Now Bruce Sewell, senior vice president and general counsel at Apple, has written to the site demanding the return of the next-generation iPhone prototype.
"It has come to our attention that Gizmodo is currently in possession of a device that belongs to Apple," the letter reads. "This letter constitutes a formal request that you return the device to Apple."
Gizmodo has agreed to return the device to Apple, saying that the letter is a formal acknowledgment that the device is a prototype of its forthcoming next-generation iPhone.
The device was found in a bar about 20 miles from Apple's headquarters, and belongs to Gray Powell, a software engineer at the technology giant.
At first, Gizmodo said it was unsure whether the phone was a prototype; it had been hidden inside an iPhone 3GS case, possibly to disguise the fact that it was an entirely new model.
"We get false tips all the time," said Gizmodo in a blog post.
"But after playing with it for about a week -- the overall quality feels exactly like a finished final Apple phone, and disassembling the unit -- there was so much evidence stacked in its favour that there's very little possibility that it's a fake."
The discovery of the so-called iPhone 4G has given gadget fans some tantalising clues as to what features the next-generation iPhone might have.

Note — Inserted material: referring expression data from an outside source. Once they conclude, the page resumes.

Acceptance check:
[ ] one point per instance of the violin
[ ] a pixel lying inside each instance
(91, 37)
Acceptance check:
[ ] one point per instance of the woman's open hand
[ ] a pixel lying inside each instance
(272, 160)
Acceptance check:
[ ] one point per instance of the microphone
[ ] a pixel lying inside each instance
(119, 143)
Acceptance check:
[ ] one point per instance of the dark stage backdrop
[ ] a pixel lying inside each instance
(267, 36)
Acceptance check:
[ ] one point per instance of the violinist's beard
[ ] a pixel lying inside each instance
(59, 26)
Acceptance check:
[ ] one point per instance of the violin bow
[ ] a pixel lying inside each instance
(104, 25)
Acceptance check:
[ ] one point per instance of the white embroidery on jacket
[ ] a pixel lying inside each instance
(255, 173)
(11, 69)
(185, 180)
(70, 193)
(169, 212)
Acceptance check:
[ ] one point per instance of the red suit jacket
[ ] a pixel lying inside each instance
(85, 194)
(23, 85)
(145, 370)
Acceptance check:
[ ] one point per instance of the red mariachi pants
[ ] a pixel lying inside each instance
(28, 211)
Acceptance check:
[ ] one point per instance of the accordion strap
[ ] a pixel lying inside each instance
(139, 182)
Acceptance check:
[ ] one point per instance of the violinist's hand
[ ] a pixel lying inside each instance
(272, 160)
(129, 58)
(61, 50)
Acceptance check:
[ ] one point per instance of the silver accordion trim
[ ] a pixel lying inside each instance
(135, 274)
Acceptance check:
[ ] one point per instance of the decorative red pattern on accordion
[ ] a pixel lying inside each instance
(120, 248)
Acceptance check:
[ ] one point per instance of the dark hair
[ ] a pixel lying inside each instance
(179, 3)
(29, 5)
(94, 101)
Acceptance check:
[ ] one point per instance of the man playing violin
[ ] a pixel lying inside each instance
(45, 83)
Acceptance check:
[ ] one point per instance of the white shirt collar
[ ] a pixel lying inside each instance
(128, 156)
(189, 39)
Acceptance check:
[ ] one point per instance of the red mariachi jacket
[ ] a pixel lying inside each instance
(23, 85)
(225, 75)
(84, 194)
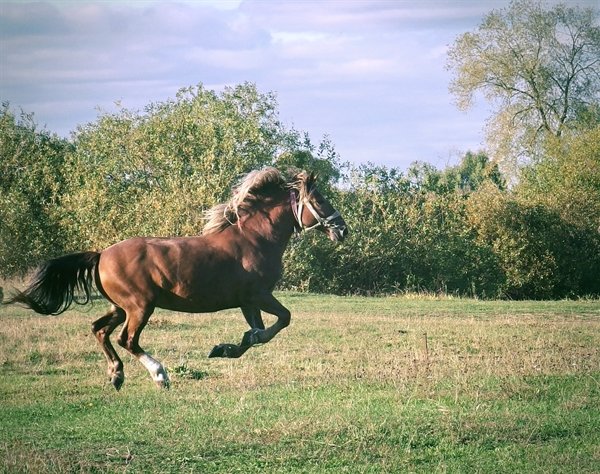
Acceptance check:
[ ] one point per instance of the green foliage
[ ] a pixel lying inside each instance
(153, 173)
(31, 187)
(404, 237)
(460, 230)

It appears to feature a ceramic backplate rather than plastic casing, a slightly smaller but higher-resolution screen, and smaller components and a larger battery that may improve battery life.

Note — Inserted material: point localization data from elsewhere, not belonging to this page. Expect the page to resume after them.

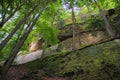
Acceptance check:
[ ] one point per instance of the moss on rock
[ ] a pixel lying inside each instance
(99, 62)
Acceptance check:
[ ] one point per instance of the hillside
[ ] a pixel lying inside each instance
(97, 62)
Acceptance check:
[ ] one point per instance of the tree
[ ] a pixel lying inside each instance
(107, 22)
(19, 45)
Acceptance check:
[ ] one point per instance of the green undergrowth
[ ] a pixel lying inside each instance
(98, 62)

There is also a front-facing camera, possibly designed to be used for video chat, while the back-mounted camera has a better quality lens and flash.
The iPhone also uses a microSIM card, rather than a standard SIM card, which is also the case with the iPad.
Apple has refused to comment on the story, with its only official statement the letter sent to Gizmodo.
The company traditionally unveils its new iPhones in June, at the Worldwide Developers Conference in San Francisco, and has already released details of iPhone 4.0, the next-generation operating system for Apple's range of multimedia devices.